Let me just say, I watched carefully all of the hearings that went on [when the Affordable Care Act was crafted]. I was not a member of this committee at the time, although I would have liked to be. [Republican Sen. Chuck Grassley of Iowa] was the ranking member. Dozens of Republican amendments were offered and accepted in that hearing process.
The “news” publications that gleefully reported this melodramatic performance made much of Senator Hatch’s “befuddled” expression. It isn’t difficult to see why Hatch was confused. The Obamacare deliberation process that Senator McCaskill described has no connection with what actually happened in 2009 and 2010. Her remarks constitute a work of exceptionally bad fiction. The reality, of course, is that the big government boondoggle that she calls the “Affordable Care Act” was deliberately crafted behind closed doors in the vain hope that the voters wouldn’t find out about corrupt bargains like the “Cornhusker kickback” and the “Louisiana purchase.” Finally, she turned her well-rehearsed outrage on Secretary Price:
And when you say that you’re inviting us — and we heard you, Mr. Secretary, just say, “We’d love your support” — for what? We don’t even know. We have no idea what’s being proposed. There’s a group of guys in a back room somewhere that are making these decisions. There were no hearings in the House. I mean, listen, this is hard to take… We’re not going to have an opportunity to offer a single amendment. It is all being done with an eye to try to get it by with 50 votes and the vice president.

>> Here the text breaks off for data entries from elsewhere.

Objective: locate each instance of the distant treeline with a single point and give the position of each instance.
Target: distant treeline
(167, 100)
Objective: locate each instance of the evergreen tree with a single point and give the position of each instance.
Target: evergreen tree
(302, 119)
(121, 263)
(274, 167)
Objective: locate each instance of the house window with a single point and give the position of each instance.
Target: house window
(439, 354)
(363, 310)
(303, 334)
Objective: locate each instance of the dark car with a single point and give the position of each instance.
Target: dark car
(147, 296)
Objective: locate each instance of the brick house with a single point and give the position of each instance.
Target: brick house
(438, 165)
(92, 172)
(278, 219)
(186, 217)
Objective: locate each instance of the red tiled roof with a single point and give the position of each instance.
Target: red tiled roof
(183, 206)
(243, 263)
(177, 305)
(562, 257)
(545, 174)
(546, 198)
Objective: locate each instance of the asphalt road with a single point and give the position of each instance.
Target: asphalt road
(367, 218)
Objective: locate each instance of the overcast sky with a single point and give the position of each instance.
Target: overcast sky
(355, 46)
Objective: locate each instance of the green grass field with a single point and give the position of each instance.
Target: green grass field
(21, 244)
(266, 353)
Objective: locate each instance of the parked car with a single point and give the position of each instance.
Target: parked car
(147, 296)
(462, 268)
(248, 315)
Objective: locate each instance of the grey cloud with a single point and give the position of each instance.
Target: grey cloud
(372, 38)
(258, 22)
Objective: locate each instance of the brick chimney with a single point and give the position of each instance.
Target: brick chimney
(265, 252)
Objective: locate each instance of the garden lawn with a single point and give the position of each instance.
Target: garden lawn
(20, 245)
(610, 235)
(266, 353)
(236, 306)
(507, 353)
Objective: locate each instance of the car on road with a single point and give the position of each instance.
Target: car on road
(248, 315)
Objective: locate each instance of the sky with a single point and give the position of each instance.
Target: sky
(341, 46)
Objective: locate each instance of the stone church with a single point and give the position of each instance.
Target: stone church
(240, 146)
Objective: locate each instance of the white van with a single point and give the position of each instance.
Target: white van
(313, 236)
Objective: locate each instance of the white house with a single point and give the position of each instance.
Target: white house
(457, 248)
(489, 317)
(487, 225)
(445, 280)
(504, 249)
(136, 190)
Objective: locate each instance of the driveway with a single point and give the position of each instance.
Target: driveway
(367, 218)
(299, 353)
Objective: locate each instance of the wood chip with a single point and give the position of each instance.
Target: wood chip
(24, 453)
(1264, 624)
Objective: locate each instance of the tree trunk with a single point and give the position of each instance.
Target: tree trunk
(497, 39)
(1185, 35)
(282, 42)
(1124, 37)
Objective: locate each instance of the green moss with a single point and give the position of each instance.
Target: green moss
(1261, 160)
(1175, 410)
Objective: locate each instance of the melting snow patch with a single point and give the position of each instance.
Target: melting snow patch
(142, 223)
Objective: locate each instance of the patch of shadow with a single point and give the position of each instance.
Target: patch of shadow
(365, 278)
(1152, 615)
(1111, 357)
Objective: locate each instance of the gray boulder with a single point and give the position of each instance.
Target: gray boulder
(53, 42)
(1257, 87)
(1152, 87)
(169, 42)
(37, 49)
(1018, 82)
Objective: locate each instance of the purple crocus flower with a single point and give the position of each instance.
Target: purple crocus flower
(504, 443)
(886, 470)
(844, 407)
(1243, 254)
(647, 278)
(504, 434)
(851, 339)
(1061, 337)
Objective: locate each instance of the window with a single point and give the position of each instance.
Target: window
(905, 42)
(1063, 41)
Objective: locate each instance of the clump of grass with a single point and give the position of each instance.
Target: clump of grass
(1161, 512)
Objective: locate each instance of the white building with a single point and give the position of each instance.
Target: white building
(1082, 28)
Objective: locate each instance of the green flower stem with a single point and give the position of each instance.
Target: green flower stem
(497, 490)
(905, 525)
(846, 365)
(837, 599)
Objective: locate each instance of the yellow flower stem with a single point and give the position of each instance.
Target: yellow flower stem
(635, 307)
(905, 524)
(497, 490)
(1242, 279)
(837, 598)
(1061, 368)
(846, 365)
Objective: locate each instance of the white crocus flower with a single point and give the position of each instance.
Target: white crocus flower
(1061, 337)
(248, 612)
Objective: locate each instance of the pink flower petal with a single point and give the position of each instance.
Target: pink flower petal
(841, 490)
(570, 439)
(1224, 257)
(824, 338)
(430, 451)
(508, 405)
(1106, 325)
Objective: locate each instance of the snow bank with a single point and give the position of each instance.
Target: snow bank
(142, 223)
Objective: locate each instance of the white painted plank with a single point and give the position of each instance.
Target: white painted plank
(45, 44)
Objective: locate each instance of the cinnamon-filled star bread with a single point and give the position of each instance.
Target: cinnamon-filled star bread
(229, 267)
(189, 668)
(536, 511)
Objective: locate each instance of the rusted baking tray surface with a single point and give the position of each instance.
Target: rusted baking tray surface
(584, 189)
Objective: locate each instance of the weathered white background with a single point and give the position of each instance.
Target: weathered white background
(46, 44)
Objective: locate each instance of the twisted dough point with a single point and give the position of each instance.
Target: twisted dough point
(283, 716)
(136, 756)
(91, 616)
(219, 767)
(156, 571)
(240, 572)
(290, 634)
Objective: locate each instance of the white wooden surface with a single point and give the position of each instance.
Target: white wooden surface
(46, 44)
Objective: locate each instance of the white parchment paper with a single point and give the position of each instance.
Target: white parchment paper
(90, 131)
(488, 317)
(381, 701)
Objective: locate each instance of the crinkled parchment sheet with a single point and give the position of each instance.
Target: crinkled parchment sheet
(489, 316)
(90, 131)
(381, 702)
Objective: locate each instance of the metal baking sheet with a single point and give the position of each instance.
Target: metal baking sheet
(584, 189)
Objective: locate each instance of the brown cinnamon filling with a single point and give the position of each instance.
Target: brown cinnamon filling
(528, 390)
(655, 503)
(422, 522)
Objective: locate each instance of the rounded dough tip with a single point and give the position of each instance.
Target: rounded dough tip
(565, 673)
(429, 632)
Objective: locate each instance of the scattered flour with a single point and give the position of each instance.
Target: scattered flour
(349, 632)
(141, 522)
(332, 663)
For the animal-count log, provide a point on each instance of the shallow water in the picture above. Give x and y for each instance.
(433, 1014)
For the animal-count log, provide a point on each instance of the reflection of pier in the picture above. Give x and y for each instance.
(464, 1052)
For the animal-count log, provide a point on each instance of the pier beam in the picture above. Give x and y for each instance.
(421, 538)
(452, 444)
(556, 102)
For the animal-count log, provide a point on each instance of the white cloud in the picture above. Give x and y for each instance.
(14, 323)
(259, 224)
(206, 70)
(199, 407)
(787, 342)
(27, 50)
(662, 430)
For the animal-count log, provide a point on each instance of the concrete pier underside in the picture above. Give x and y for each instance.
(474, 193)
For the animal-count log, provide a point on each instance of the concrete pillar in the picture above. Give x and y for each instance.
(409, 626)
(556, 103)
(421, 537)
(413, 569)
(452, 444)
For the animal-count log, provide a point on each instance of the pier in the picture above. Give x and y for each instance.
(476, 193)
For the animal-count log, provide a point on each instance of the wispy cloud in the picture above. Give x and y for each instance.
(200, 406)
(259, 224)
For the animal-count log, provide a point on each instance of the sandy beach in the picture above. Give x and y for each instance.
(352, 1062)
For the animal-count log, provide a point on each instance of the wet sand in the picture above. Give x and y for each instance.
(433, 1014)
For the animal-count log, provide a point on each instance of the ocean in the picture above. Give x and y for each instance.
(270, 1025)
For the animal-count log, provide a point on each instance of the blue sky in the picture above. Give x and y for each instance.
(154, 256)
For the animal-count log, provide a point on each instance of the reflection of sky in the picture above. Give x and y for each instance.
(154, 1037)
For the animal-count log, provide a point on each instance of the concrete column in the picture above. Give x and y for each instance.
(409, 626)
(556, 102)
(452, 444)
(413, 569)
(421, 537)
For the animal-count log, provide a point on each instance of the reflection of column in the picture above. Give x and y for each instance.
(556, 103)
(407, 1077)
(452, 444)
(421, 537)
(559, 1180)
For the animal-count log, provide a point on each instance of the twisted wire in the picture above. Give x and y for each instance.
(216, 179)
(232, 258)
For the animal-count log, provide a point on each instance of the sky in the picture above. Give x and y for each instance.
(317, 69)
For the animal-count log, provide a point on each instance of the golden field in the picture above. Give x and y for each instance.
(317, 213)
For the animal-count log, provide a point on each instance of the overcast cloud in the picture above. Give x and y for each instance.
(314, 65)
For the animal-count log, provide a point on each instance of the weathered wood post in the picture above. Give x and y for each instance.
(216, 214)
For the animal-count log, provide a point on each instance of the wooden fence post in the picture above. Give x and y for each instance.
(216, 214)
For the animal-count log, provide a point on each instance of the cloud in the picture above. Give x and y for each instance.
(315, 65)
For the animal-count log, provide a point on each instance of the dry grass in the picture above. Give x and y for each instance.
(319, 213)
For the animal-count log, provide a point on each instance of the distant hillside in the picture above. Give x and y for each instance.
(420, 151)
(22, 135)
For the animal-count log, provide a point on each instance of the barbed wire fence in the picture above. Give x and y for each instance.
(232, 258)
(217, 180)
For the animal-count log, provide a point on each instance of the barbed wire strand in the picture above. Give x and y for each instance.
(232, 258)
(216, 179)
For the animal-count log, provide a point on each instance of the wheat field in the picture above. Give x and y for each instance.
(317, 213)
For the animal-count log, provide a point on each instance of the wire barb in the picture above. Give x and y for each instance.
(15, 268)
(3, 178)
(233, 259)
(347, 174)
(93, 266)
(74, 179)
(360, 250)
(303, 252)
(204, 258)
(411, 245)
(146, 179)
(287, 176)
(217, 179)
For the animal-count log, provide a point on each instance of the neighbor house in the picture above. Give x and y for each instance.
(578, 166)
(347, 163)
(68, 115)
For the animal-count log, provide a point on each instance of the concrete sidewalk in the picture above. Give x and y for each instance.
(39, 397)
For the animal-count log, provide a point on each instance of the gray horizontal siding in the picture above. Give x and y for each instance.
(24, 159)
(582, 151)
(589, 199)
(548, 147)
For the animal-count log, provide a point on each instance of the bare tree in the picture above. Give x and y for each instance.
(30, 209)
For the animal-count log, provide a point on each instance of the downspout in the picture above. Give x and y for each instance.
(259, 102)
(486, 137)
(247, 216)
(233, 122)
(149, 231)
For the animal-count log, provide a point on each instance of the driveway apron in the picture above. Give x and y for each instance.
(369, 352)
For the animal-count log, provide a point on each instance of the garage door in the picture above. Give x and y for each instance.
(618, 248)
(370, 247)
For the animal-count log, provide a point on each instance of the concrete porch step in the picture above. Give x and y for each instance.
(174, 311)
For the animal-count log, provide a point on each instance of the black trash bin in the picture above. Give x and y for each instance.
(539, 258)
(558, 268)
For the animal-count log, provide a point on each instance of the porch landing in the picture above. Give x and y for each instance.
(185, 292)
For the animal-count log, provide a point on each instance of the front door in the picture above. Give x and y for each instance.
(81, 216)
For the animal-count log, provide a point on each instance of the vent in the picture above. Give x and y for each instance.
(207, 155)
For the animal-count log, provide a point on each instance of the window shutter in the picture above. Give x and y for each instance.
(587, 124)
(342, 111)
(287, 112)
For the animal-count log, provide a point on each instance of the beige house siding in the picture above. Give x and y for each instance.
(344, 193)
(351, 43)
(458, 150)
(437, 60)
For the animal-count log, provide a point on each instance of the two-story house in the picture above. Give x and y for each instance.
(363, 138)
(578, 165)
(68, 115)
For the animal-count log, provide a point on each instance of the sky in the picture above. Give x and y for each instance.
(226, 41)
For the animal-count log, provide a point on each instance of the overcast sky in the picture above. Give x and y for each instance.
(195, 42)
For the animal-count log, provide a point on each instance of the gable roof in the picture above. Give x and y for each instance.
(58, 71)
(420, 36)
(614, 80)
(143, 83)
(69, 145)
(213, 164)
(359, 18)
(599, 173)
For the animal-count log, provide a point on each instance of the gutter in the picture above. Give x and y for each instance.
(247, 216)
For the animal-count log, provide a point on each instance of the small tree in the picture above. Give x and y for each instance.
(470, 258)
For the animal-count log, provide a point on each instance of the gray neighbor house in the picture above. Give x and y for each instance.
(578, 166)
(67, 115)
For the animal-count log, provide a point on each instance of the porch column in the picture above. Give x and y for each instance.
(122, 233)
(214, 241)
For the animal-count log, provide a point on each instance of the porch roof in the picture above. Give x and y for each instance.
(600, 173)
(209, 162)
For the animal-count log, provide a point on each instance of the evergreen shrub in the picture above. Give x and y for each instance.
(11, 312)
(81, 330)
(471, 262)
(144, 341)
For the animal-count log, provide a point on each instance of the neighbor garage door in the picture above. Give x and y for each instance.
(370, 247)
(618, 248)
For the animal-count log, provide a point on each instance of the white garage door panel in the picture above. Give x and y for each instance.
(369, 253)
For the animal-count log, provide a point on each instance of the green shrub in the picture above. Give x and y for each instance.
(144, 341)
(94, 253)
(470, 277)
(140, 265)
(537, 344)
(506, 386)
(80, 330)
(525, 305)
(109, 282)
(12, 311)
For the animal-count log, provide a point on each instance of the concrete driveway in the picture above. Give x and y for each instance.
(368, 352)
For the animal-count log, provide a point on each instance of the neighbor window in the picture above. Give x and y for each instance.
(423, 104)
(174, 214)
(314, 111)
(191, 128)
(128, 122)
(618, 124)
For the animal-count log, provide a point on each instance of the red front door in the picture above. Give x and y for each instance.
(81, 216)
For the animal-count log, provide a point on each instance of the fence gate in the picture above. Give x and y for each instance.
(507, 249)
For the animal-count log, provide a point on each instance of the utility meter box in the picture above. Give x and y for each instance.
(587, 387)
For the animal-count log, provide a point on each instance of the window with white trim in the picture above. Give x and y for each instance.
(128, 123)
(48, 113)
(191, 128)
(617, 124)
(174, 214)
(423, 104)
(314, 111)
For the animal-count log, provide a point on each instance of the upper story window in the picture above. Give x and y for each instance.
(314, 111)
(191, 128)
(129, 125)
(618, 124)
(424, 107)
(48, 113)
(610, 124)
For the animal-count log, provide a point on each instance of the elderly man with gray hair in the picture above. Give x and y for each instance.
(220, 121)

Senator McCaskill, having thus demonstrated that Majority Leader McConnell was right to invoke Rule 14, closed her remarks with a lament about his alleged failure to follow “regular order.” That will no doubt bring copious tears to the eyes of everyone whose health insurance premiums have skyrocketed under Obamacare. Meanwhile, McCaskill and the rest of the Democrats face a far more ominous threat — Republican “moderates” are finally developing spines. Roll Call reports, “Moderate Republicans on Thursday said they were getting closer to supporting an emerging Senate health package.” The major issue for these Republicans is the speed at which Obamacare’s Medicaid expansion is tossed onto the ash heap of history.
In other words, the Republicans are only a few modified provisions from a bill that will satisfy the concerns of the party’s moderates and meet the requirements of the Senate parliamentarian. Next week they will seek a score from the Congressional Budget Office. When that largely symbolic exercise is complete, the Senate leadership will start counting the votes. When the whip count reaches 50 or more, as it probably will before July 4, the Obamacare repeal and replace bill will go to the floor where no Republican senator will risk her career by casting the vote that prevents it from reaching President Trump’s desk. There will be no braying about “Obamacare Lite,” only a struggle to get in the shot when he signs the bill into law.